Thanks to global warming, lots of us are more interested in how far our food has travelled to get to our plates. Maybe you're enough of a zealot to have embraced the 100-Mile Diet.
But when was the last time you purchased a BC Hot House tomato? Yesterday? A week ago? Did you feel as pleased as I have that your diet -- in January -- can not only include the "love apple," but one that was grown right here in B.C., under glass, in modern, sanitary, pesticide-free, hydroponic conditions? If it sounds too good to be true, that's because it is.
Recently, my friend Greg, a product designer, mentioned that some BC Hot House tomatoes are actually grown in Mexico. Naturally, I didn't believe him. So I logged on to the BC Hot House site, where I found, at the bottom of the FAQs, this statement:
...in the winter months it is extremely difficult to grow produce due to the lack of light. Light is the biggest component in producing fruits and vegetables (photosynthesis). Additionally, colder growing conditions mean high heating expenses, which drastically increase the cost of the product to the consumer.
During this time, BC Hot House aligns itself with quality greenhouse growers in Mexico and the United States. These growers produce product for our customers to our exact standards (grade standards, quality control, food safety, etc.), keeping the product offering consistent with what we produce locally during our growing season. This is done so our customers receive product that is of the highest level on a consistent year round basis.
Now, I appreciate "product that is of the highest level" as much as the next person. While I strive to eat locally, I've been known to indulge in an irresistible French Maréchal cheese or some fresh galangal from the other side of the globe. I just want to choose what I purchase -- or don't -- knowing what it is that I'm getting. Call it informed consent. Particularly since, as a "foodie" and amateur chef, it's hard enough to lessen my footprint upon this global market. I love food. But I'm also a purist -- and concerned about my planet.
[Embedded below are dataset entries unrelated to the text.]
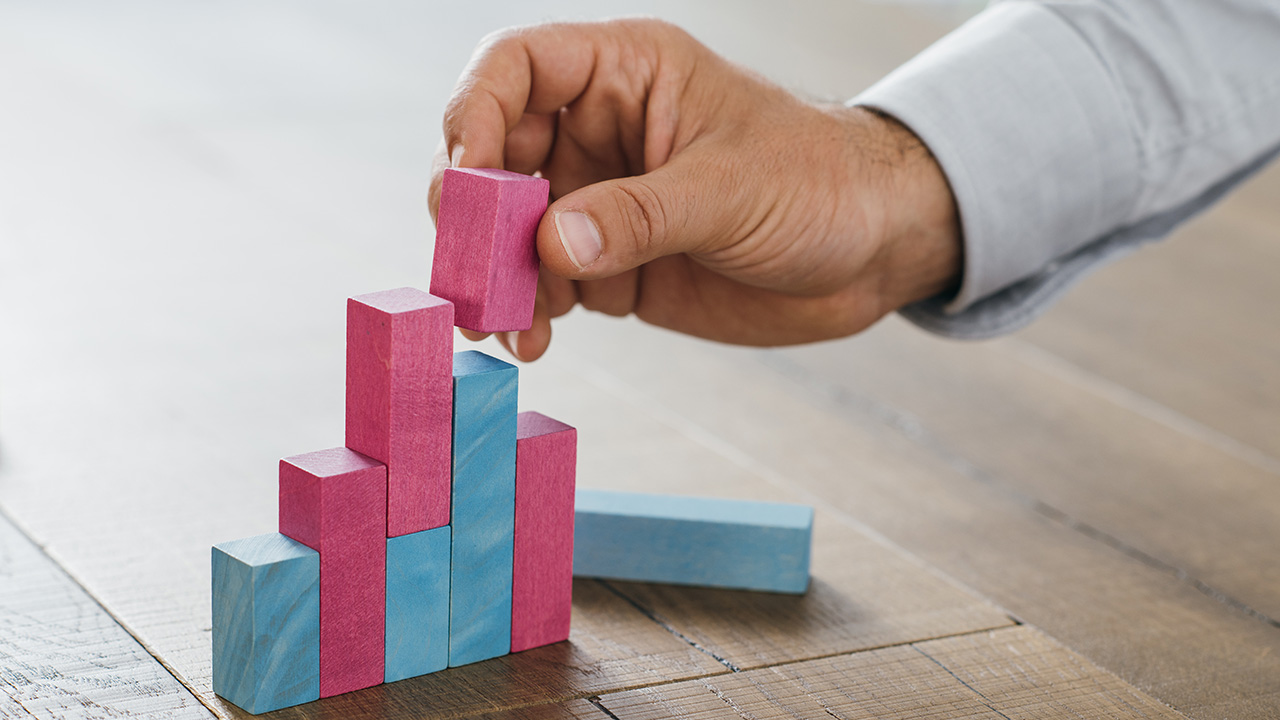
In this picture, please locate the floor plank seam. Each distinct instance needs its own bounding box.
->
[911,644,1012,720]
[586,696,621,720]
[596,580,740,673]
[760,352,1280,628]
[1034,502,1280,629]
[0,505,224,717]
[1005,338,1280,475]
[561,355,1009,614]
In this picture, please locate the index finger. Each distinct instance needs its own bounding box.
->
[444,23,608,168]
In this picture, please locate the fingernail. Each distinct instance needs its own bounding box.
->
[556,210,602,270]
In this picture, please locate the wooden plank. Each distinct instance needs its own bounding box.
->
[600,626,1183,720]
[280,447,387,697]
[511,413,577,652]
[782,316,1280,619]
[431,168,550,332]
[573,488,813,594]
[0,514,210,720]
[1019,164,1280,458]
[538,315,1280,717]
[212,533,320,715]
[468,698,609,720]
[524,356,1011,667]
[347,287,453,538]
[915,626,1183,720]
[385,525,453,683]
[449,350,518,667]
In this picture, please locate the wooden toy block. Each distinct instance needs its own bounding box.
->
[280,447,387,697]
[347,287,453,537]
[449,350,517,667]
[511,413,577,652]
[212,533,320,715]
[384,525,453,683]
[573,489,813,594]
[431,168,550,332]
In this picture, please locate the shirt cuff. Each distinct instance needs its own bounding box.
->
[849,3,1140,337]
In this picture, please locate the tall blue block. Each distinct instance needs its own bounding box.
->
[573,489,813,593]
[212,533,320,715]
[449,350,517,667]
[384,525,452,683]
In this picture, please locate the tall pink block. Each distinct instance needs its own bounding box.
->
[280,447,387,697]
[511,413,577,652]
[431,168,550,333]
[347,287,453,537]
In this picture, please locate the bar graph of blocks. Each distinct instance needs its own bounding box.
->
[211,169,812,714]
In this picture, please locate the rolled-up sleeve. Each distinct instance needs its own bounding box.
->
[850,0,1280,338]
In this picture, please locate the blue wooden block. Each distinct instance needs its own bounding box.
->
[573,489,813,594]
[449,350,517,667]
[212,533,320,715]
[384,525,452,683]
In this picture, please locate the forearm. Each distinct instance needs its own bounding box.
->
[852,0,1280,337]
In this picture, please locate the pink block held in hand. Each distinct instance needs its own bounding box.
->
[347,287,453,538]
[280,447,387,697]
[431,168,550,333]
[511,413,577,652]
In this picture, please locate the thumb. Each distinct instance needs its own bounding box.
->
[538,155,742,279]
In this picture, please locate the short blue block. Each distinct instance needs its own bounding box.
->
[384,525,452,683]
[212,533,320,715]
[573,489,813,594]
[449,350,517,667]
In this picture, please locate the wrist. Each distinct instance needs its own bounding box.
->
[845,106,964,314]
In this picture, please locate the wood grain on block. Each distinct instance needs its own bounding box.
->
[212,533,320,715]
[347,287,453,537]
[573,489,813,593]
[280,447,387,697]
[511,413,577,652]
[384,525,452,683]
[431,168,550,332]
[449,350,517,667]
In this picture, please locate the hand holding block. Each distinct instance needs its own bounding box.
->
[347,287,453,537]
[511,413,577,652]
[573,489,813,594]
[280,447,387,697]
[212,533,320,715]
[431,168,550,333]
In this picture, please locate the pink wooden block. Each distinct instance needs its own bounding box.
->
[280,447,387,697]
[347,287,453,537]
[431,168,550,333]
[511,413,577,652]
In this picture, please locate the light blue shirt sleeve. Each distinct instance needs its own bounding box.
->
[849,0,1280,338]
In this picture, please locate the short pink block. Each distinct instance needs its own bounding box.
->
[431,168,550,333]
[347,287,453,537]
[280,447,387,697]
[511,413,577,652]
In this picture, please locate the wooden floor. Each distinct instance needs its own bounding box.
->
[0,0,1280,720]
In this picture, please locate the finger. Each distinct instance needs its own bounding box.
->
[538,143,752,281]
[444,24,608,168]
[511,288,552,363]
[426,138,449,223]
[577,269,640,318]
[503,113,557,176]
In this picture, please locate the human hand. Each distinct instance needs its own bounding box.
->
[430,19,961,360]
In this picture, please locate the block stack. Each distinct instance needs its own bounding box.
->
[212,170,577,714]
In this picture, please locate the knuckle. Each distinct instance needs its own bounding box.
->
[617,182,668,258]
'BC' does not mean B dot C dot
Greg reminded me that the name "BC Hot House" is simply a brand. No more, no less. And while the 'BC' in the title doesn't mean, as one young produce clerk in a supermarket suggested, "Best Choice," it also doesn't represent the implied, but never stated, "British Columbia," according to BC Hot House Marketing Manager Devon Kennedy.
"BC Hot House is simply the name of the company," Kennedy told me. "And does not stand for British Columbia or for a location that the produce is from...Our partners in Mexico grow in similar greenhouses to our Canadian members and the products that come from Mexican greenhouses meet the same requirements as our Canadian growers," he added. "As well, the Mexican product must cross the U.S. border and the Canadian border, so it must meet two countries' regulations."
Well, all those regulations could certainly explain why I'm still paying a premium for a tomato despite the "drastically" reduced cost of heating in Mexico vs. B dot C dot, but it doesn't make it any more local. And isn't that the question?
'Hot House only part of the problem'
Of course, BC Hot House is only part of the problem. At my local Thrifty Foods, they've taken great care to label much of the produce in the store, including other greenhouse produce, with its country of origin or as "imported" -- but not BC Hot House. Michael Mockler is Thrifty's produce operations manager. He told me he thought it was very important to tell customers not just that produce was imported, but where it was imported from. Customers should have the information and be able to "make their own decisions," he said. So, why not the BC Hot House, I asked. "That," he declared, "is a bad oversight by us," and promised to address it immediately. Next time I'm in, I'll have a look.
But Thrifty's is only one of hundreds, maybe thousands of stores across North America, Japan, Hong Kong and Taiwan carrying BC Hot House. Check out yours. I'm willing to wager that there will be few places advertising the message: BC Hot House -- grown in Mexico. It's just not good marketing. At least not if, as Mockler said, B.C. has an image of being a wide open, clean place -- in other words, a great place for your produce to call home. Yes, the country of origin is on the label stuck to your tomato or pepper. It's also on the plastic surrounding your cucumber and on their very plastic clamshell boxes. It's there, in that ubiquitous fine, faint print. You really have to look, or at least, I did. But first, you'd have to think to look. Now, why do you think that is? I suppose the moral, if there is one to be found, is simple. B.C. -- "Beware Consumer."